Serena Williams’ “secret” venture capital portfolio includes one of Africa’s best-known startups

Andela, the developer training and outsourcing company with operations in four African countries, already has a high-powered roll call of investors including the Chan Zuckerberg Initiative and a former US vice president.

It turns out Serena Williams, the 23-time tennis Grand Slam champion, is another.

Through Serena Ventures, an investment fund founded in 2014 which has remained secret until an Instagram post this week, Williams has backed 30 companies across e-commerce, fashion and social good.

Part of the company’s thesis, Serena wrote, is backing companies “that embrace diverse leadership, individual empowerment, creativity and opportunity.” And Andela ticks all of those boxes. With a diverse team of co-founders and executives as well as local lead directors in countries where it operates, Andela admits budding African developers into a highly selective program (it has an admission rate of 1%), trains them to become globally competitive and outsources them to global companies in need of development talent.

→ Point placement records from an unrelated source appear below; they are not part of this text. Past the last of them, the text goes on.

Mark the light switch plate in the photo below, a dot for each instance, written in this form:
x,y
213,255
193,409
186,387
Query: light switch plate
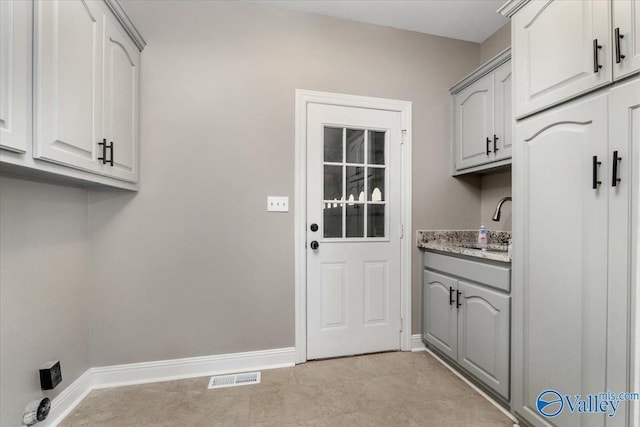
x,y
277,204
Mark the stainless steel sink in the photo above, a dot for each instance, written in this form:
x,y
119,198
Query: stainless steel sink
x,y
492,247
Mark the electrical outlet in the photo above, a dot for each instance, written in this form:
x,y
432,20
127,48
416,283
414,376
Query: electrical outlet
x,y
277,204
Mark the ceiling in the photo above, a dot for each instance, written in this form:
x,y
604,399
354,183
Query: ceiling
x,y
470,20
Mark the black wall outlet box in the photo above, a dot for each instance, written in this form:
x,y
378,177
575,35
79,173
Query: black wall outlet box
x,y
50,375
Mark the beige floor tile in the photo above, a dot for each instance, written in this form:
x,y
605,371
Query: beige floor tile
x,y
374,417
299,404
388,389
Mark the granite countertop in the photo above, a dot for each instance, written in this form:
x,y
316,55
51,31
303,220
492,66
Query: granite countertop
x,y
459,242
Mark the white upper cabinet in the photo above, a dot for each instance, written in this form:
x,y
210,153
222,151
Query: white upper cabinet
x,y
15,75
564,49
68,76
76,119
626,37
473,123
502,111
481,117
120,104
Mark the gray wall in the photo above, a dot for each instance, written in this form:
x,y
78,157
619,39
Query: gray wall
x,y
44,289
496,43
201,267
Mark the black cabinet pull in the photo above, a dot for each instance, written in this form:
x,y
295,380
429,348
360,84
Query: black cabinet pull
x,y
111,150
616,37
103,144
615,180
596,64
596,163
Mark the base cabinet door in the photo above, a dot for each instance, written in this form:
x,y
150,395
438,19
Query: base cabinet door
x,y
483,335
68,76
556,59
626,38
440,315
560,286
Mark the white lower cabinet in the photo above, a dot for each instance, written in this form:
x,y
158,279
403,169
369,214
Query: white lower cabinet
x,y
578,166
468,322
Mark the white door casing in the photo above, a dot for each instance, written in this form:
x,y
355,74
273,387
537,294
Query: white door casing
x,y
361,287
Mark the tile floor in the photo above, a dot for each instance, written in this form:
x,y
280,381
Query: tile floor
x,y
386,389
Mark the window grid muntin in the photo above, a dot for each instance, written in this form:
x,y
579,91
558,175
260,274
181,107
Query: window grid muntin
x,y
344,202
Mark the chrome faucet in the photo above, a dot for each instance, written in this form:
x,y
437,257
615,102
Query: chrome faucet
x,y
496,214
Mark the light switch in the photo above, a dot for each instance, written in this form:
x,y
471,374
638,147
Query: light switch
x,y
277,204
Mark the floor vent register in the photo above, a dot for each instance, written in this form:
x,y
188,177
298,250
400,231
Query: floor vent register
x,y
233,380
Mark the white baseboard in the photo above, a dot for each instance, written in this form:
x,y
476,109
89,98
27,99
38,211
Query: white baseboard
x,y
70,397
416,343
164,370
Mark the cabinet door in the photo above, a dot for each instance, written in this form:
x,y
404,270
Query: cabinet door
x,y
560,264
473,124
483,335
120,103
554,41
15,74
503,114
440,316
624,202
68,76
626,50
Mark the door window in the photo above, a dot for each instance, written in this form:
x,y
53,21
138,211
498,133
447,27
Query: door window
x,y
355,179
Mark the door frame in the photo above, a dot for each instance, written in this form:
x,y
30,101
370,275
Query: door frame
x,y
303,99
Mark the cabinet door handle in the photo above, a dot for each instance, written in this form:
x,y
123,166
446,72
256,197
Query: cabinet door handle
x,y
103,144
111,150
596,164
615,180
616,37
596,64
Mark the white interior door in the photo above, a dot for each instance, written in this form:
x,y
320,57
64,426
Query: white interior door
x,y
353,222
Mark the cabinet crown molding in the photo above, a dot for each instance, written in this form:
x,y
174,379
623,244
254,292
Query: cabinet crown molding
x,y
511,7
485,69
116,8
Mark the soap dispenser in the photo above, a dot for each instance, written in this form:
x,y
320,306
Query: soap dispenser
x,y
482,235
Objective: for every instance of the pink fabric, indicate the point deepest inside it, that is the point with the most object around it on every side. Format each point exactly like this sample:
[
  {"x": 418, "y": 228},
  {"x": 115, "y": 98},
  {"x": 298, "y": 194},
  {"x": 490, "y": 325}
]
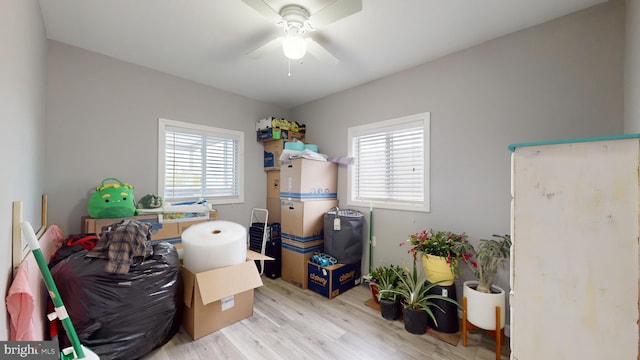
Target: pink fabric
[{"x": 26, "y": 300}]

It’s a model that’s proven enough to win significant investor backing with Andela among the best funded start-ups in Africa. Its $100 million Series D round, which Serena Ventures participated in earlier this year, is one of the largest ever single rounds raised by an African-focused tech company and brought the total venture funding raised by the company to $180 million.

Alongside Andela, Serena Ventures has also backed Coinbase, the San Francisco-based cryptocurrency exchange, Masterclass, the online learning platform and Wave, a remittance service that’s available in five African countries.